King Felix gets off to princely start
SEATTLE – No longer The King or even The Boy King, Felix Hernandez has been demoted to something along the lines of prince regent.
It’s a suspect distinction. More accurately, Hernandez is now 1B to Erik Bedard’s 1A in the Seattle Mariners’ starting rotation. This does not make him the Drysdale to Bedard’s Koufax no matter how giddy the anticipation gets around Safeco Field, but it’s the best quinella the M’s have had in the Young Flamethrower Handicap.
Asked for his assessment of Hernandez’s role in this new hurled order, M’s manager John McLaren didn’t have to think long.
“I kind of like him going against a No. 2,” he said.
Well, yes, that does seem to tilt in Seattle’s favor, especially when the other team’s No. 2 is coming off a 6-10 season with an ERA pushing 6.

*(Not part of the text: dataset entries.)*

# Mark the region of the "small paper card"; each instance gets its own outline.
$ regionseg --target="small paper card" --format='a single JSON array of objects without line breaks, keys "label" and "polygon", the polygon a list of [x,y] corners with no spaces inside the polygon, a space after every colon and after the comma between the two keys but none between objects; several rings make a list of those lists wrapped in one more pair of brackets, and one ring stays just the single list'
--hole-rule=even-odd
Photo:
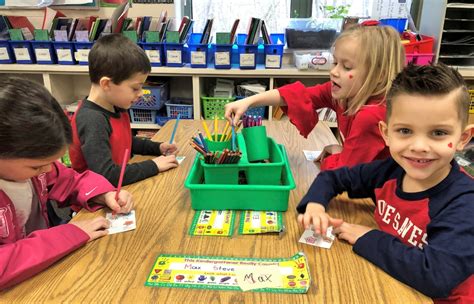
[{"label": "small paper card", "polygon": [[303,150],[304,156],[309,161],[314,161],[321,154],[322,151]]},{"label": "small paper card", "polygon": [[326,230],[326,237],[322,235],[315,235],[312,227],[303,232],[299,242],[303,244],[313,245],[321,248],[329,249],[332,246],[332,242],[336,238],[332,233],[333,227],[330,226]]},{"label": "small paper card", "polygon": [[201,210],[194,214],[190,235],[230,236],[234,232],[232,210]]},{"label": "small paper card", "polygon": [[108,212],[105,215],[105,218],[110,222],[110,227],[108,229],[109,234],[130,231],[137,228],[135,210],[132,210],[127,214],[116,214],[115,216],[113,216],[111,212]]},{"label": "small paper card", "polygon": [[178,161],[178,164],[181,165],[181,163],[183,162],[183,160],[186,158],[186,156],[176,156],[176,160]]},{"label": "small paper card", "polygon": [[281,288],[283,280],[277,265],[236,268],[237,284],[243,291],[259,288]]},{"label": "small paper card", "polygon": [[282,232],[283,229],[281,212],[246,210],[240,216],[239,234]]}]

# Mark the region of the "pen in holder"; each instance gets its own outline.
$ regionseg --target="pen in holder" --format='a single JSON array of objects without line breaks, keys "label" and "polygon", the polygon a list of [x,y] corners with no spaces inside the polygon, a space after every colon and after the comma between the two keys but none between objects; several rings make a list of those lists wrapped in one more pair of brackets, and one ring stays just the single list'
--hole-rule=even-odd
[{"label": "pen in holder", "polygon": [[244,116],[242,122],[244,126],[242,135],[245,139],[248,161],[257,162],[269,159],[267,129],[262,126],[262,117]]}]

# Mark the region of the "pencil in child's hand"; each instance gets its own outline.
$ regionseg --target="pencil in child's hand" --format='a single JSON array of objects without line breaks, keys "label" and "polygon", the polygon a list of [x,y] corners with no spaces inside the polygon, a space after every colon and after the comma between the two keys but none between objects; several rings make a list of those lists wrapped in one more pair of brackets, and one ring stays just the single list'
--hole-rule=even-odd
[{"label": "pencil in child's hand", "polygon": [[[117,192],[115,193],[115,200],[118,202],[120,189],[122,188],[123,175],[125,174],[125,168],[127,167],[128,157],[130,156],[128,149],[125,149],[122,159],[122,168],[120,169],[120,177],[117,185]],[[115,212],[112,210],[112,215],[115,216]]]},{"label": "pencil in child's hand", "polygon": [[176,117],[176,122],[174,123],[173,133],[171,133],[170,144],[173,143],[174,136],[176,134],[176,130],[178,129],[179,118],[181,117],[181,113],[178,113],[178,117]]}]

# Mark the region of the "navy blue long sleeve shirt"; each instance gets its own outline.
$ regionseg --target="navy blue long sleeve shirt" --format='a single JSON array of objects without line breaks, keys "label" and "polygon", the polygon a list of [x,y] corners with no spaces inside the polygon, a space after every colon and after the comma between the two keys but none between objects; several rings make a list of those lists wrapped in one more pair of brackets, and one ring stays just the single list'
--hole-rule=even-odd
[{"label": "navy blue long sleeve shirt", "polygon": [[442,182],[417,193],[403,192],[405,172],[392,158],[325,171],[297,210],[310,202],[327,208],[345,191],[372,198],[380,230],[360,237],[353,251],[435,302],[474,303],[474,180],[451,166]]}]

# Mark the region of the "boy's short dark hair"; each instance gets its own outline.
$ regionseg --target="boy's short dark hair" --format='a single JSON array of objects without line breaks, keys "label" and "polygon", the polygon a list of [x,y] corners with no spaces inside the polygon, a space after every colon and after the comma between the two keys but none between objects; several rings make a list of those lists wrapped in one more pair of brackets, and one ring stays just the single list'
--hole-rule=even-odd
[{"label": "boy's short dark hair", "polygon": [[10,77],[0,86],[0,158],[46,158],[66,148],[72,130],[44,86]]},{"label": "boy's short dark hair", "polygon": [[113,83],[120,84],[136,73],[150,71],[145,51],[121,34],[102,36],[89,52],[89,78],[95,84],[102,77],[110,77]]},{"label": "boy's short dark hair", "polygon": [[392,83],[387,94],[387,116],[392,114],[393,99],[400,94],[437,96],[449,94],[455,90],[457,108],[462,127],[467,125],[471,98],[466,83],[459,72],[445,64],[406,66]]}]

And yet Texas starter Vincente Padilla is a 14-game winner three times over in his big league career and for all his scuffling Tuesday night actually spent less time in mortal danger than did Prince Felix. Some of that, of course, had to do with the Mariners’ offense, which during this sliver of the season has been short on sock and long on the same word with a different vowel. Would you believe 15 runners left on base?
As a result, when he left the premises after seven innings and 97 pitches, Hernandez was – like Bedard on Opening Day – neither winner nor loser, but had merely “given us a chance to win,” a phrase McLaren should probably copyright.
To this point, it appears M’s starters are taking their chances with their hitters, a reversal from 2007.
But what is baseball if not a game of chance? Or multiple chances?
On Tuesday, the M’s bullpen – specifically left-hander Eric O’Flaherty – turned that chance into what looked to be a quick and painful loss. Then the Rangers’ bullpen and their ham-fisted fielders turned it back. And then Josh Hamilton turned it into theatre of the absurd by blasting a two-run homer off M’s closer J.J. Putz in the ninth inning for a 5-4 Texas victory.
None of it had much in the way of overarching significance, being Game 2 of 162 and all. But it did do its part to reinforce the feeling that while general manager Bill Bavasi was able to pave over the one crater standing between the M’s and the playoffs – shoddy starting pitching – the two potholes of offensive pop and bullpen reliability remain.
So extensive was the late-game nonsense that an alternately splendid and curious first start by Hernandez was all but forgotten.
It was not “vintage Felix,” implying as that does the crazy overpowering Felix of his first few major league starts. That Felix lasted four innings this night, victimized only by his wild throw on a sacrifice bunt. After that it was scratch, claw and survive Felix, not a bad development in itself for a soon-to-be 22-year-old whose concentration and maturity has been questioned on occasion.
“Felix really showed a lot of grit out there,” McLaren said. “He battled his way out of some tough jams. He got double-play balls, some big tough outs and he worked hard.”
Bizarrely hard. Hernandez actually had more assists (five) than strikeouts (three) and on more than half those assists, he didn’t catch the ball on the first stab, resorting to some scrambling instead. He threw out Milton Bradley at first while falling down. He nailed Hank Blalock at the plate after a hot comebacker, teetering back on his right leg to throw a strike to Kenji Johjima. He foiled a sacrifice bunt by Ian Kinsler with a throw to second that beat Ben Broussard, and turned a line shot by Michael Young into a double play.
“They say, ‘Catch the ball – catch it or let it go,’ ” Hernandez said. “That was (Jose) Lopez and Yuni (Betancourt) telling me. I said, ‘I’m trying.’ “
The theory through spring training and into the start of the 2008 season is that the off-season acquisition of Bedard will most benefit Hernandez by simply easing the pressure on him. This is not precisely true, as Hernandez himself has pointed out.
“The bullpen will be better because we can throw more innings,” he said before the opener. “Last year, we had to use (the bullpen) too much. Every day we use them, and early in games. This year, we have Bedard and Carlos (Silva) and they won’t be so tired.”
Well, that theory took a hit Tuesday – both O’Flaherty and Putz, pitching on back-to-back days, struggled.
But Hernandez, without necessarily his best stuff other than perhaps his two-seam fastball, showed a tough-mindedness that might in part be attributable to his new station.
“It takes a little pressure off him,” McLaren said of Bedard’s arrival, “but it also pushes him a little bit. It’s a two-fold thing. He might look at it differently than me, but that’s how I look at it.”
Because it’s good to be king. But sometimes it’s better when you don’t have to be.